Should Transfusion Trigger Thresholds Differ for Critical Care Versus Perioperative Patients? A Meta-Analysis of Randomized Trials

    loading  Checking for direct PDF access through Ovid

Abstract

Objective:

To address the significant uncertainty as to whether transfusion thresholds for critical care versus surgical patients should differ.

Design:

Meta-analysis of randomized controlled trials.

Setting:

Medline, EMBASE, and Cochrane Library searches were performed up to 15 June 2016.

Patients:

Trials had to enroll adult surgical or critically ill patients for inclusion.

Interventions:

Studies had to compare a liberal versus restrictive threshold for the transfusion of allogeneic packed RBCs.
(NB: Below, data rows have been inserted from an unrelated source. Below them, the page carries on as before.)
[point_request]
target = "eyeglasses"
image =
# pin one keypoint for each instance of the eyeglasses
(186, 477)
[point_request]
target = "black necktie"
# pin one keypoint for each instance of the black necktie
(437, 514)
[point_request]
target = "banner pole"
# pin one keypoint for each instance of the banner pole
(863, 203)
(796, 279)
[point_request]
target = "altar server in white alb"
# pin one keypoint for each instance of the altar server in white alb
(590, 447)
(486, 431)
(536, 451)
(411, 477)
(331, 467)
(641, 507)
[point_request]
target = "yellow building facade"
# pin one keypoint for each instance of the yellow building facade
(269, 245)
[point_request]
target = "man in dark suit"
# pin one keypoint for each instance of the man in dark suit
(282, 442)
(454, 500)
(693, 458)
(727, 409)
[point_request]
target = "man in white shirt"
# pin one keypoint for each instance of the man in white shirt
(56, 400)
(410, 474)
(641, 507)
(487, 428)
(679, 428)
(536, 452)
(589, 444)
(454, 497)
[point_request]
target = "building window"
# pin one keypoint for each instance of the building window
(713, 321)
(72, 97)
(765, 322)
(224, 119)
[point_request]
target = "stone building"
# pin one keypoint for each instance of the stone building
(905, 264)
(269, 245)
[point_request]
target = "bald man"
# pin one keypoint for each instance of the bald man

Measurements and Main Results:

The primary outcome was 30-day all-cause mortality, sub-grouped by surgical and critical care patients. Secondary outcomes included myocardial infarction, stroke, renal failure, allogeneic blood exposure, and length of stay. Odds ratios and weighted mean differences were calculated using random effects meta-analysis. To assess whether subgroups were significantly different, tests for subgroup interaction were used. Subgroup analysis by trials enrolling critically ill versus surgical patients was performed. Twenty-seven randomized controlled trials (10,797 patients) were included. In critical care patients, restrictive transfusion resulted in significantly reduced 30-day mortality compared with liberal transfusion (odds ratio, 0.82; 95% CI, 0.70–0.97). In surgical patients, a restrictive transfusion strategy led to the opposite direction of effect for mortality (odds ratio, 1.31; 95% CI, 0.94–1.82). The subgroup interaction test was significant (p = 0.04), suggesting that the effect of restrictive transfusion on mortality is statistically different for critical care (decreased risk) versus surgical patients (potentially increased risk or no difference). Regarding secondary outcomes, for critically ill patients, a restrictive strategy resulted in reduced risk of stroke/transient ischemic attack, packed RBC exposure, transfusion reactions, and hospital length of stay. In surgical patients, restrictive transfusion resulted in reduced packed RBC exposure.

Conclusions:

The safety of restrictive transfusion strategies likely differs for critically ill patients versus perioperative patients. Further trials investigating transfusion strategies in the perioperative setting are necessary.